Les marchés de l’énergie ont ajouté de la pression après que les approvisionnements en pétrole et gaz ont été perturbés par le conflit en Iran. Le Brent crude a dépassé $95 le baril, son niveau le plus élevé depuis près de six semaines, entraînant une hausse de l’inflation et suscitant des inquiétudes quant à la nécessité pour la Bank of England d’augmenter les taux.
L’analyste Chris Beauchamp d’IG a averti que la vente massive d’obligations pourrait réduire de plusieurs milliards l’enveloppe budgétaire laissée par l’ancienne chancelière Rachel Reeves. « Les gouvernements du monde entier ressentent la pression des marchés obligataires, mais la situation est particulièrement aiguë pour le UK », a‑t‑il déclaré, soulignant que le coût des réformes ambitieuses pourrait incomber aux contribuables.
Le plan de croissance « triple helix » proposé par Andy Burnham, qui place l’État au centre de l’économie, devra désormais composer avec des coûts d’emprunt plus élevés. Pour plus de détails sur ce plan, consultez Burnham pitches ‘triple helix’ growth plan.

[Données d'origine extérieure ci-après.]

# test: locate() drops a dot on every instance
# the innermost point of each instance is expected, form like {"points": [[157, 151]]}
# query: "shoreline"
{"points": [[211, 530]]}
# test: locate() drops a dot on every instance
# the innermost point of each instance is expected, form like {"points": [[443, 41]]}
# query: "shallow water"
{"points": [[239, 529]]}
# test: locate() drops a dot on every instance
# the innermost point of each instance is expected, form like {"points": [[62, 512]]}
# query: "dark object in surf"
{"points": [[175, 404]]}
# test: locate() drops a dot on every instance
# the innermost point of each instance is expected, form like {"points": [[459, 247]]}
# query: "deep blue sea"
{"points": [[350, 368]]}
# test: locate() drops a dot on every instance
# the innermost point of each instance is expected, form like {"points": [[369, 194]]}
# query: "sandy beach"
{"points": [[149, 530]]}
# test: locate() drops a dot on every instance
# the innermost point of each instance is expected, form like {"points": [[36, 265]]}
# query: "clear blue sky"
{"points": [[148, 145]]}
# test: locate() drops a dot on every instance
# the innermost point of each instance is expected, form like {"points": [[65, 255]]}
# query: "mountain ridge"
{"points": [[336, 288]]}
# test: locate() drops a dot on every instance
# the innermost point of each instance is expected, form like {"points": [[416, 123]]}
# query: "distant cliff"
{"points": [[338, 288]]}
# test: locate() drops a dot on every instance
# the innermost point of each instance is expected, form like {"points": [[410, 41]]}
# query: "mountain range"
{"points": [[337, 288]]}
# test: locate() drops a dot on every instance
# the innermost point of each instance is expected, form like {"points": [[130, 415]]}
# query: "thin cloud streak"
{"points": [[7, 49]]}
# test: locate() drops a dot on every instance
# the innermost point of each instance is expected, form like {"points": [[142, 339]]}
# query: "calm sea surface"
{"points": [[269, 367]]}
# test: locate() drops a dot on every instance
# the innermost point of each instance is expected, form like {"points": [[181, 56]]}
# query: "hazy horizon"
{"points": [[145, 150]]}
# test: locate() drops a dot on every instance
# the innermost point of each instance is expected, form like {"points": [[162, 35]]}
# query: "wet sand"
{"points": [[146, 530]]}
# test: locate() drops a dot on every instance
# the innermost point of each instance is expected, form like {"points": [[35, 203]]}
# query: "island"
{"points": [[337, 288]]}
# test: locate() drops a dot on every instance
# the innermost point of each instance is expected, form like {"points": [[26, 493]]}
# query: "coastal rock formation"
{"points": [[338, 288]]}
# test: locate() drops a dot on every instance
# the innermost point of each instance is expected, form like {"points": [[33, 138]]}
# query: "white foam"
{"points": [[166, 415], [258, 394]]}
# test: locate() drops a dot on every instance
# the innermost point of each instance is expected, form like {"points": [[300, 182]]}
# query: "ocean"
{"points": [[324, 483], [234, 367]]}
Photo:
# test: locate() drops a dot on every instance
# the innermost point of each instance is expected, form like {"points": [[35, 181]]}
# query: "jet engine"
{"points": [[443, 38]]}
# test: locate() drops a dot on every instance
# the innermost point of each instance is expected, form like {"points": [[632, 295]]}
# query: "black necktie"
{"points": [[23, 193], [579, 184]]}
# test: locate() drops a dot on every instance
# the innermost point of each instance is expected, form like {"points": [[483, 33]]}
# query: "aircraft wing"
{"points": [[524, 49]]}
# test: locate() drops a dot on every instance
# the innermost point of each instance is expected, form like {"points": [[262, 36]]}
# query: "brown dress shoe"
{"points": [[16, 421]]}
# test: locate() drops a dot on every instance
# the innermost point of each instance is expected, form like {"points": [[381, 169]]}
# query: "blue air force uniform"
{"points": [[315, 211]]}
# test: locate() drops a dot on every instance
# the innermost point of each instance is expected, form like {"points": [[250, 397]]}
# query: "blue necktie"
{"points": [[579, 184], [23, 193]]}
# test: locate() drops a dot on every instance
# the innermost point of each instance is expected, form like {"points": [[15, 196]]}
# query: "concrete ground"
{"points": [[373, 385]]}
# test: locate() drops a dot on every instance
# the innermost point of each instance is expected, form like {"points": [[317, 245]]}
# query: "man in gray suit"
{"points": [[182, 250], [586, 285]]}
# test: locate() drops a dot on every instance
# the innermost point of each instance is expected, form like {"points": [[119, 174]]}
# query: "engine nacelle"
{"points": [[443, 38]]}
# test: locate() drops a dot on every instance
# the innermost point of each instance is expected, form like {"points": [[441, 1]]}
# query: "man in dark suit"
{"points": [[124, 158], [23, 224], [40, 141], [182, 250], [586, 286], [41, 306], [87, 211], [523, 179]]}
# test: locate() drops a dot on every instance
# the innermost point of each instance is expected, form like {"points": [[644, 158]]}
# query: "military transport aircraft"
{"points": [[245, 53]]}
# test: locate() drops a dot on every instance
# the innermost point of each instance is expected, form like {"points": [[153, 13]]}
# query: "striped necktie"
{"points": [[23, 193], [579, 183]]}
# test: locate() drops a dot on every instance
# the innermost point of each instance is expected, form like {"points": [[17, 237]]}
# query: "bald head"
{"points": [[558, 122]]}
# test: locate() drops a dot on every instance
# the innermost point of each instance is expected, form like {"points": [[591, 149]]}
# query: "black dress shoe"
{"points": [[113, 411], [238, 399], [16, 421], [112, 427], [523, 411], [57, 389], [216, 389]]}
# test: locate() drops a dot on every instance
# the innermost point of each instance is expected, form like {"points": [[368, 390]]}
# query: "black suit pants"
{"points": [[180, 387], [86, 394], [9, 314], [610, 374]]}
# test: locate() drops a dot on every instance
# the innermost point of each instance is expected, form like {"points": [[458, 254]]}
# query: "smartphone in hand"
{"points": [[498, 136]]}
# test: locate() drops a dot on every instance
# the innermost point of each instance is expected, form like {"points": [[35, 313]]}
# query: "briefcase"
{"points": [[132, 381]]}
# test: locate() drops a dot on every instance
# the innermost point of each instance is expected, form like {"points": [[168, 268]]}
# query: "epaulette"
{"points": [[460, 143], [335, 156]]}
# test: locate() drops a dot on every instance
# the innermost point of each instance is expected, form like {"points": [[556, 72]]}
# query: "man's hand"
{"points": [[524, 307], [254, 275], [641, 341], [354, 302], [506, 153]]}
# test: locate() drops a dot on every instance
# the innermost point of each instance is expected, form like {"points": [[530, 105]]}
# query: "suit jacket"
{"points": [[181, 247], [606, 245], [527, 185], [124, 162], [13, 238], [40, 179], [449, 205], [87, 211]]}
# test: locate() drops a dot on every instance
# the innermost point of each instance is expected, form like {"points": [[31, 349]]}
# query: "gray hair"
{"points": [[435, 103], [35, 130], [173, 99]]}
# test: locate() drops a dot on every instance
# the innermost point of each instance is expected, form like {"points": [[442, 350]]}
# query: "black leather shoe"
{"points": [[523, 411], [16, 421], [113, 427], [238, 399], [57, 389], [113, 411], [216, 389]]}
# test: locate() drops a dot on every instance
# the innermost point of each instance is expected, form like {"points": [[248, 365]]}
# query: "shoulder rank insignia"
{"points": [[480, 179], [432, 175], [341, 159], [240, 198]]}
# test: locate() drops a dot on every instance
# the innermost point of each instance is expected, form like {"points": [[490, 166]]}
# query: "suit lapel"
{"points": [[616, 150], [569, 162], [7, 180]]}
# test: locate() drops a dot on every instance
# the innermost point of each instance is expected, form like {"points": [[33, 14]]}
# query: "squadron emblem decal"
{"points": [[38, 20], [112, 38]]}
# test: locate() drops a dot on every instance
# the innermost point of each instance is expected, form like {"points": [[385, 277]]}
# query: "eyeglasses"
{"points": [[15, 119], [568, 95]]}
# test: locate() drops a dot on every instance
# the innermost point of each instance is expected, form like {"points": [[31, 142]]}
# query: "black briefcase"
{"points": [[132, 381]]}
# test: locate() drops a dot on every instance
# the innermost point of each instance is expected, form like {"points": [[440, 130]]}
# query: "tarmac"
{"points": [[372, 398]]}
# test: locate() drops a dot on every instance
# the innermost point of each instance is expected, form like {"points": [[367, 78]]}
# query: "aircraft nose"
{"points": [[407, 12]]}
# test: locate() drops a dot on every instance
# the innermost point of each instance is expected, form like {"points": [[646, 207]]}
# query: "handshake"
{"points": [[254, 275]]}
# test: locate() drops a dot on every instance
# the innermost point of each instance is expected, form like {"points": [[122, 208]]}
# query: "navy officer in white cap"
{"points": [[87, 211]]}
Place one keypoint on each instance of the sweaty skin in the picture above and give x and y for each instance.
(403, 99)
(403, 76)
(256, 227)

Les marchés s’attendent à ce que le gouvernement du UK resserre ses prévisions fiscales et éventuellement retarde ou réduise les programmes de dépenses. La Bank of England pourrait également se sentir obligée d’augmenter les taux si l’inflation demeure tenace, ce qui augmenterait davantage les coûts de service de la dette.
Les économies émergentes qui ont bénéficié de coûts d’emprunt plus bas pourraient voir leurs conditions de financement se resserrer, incitant à un réexamen des stratégies de gestion de la dette. L’avertissement du IMF souligne la nécessité d’une discipline politique et de réserves budgétaires plus solides à tous les niveaux.
Pour un examen plus approfondi de l’impact de la récente hausse des UK gilt sur le fardeau de la dette du UK, lisez UK gilt yields hit 18‑year high, adding £6bn to debt cost.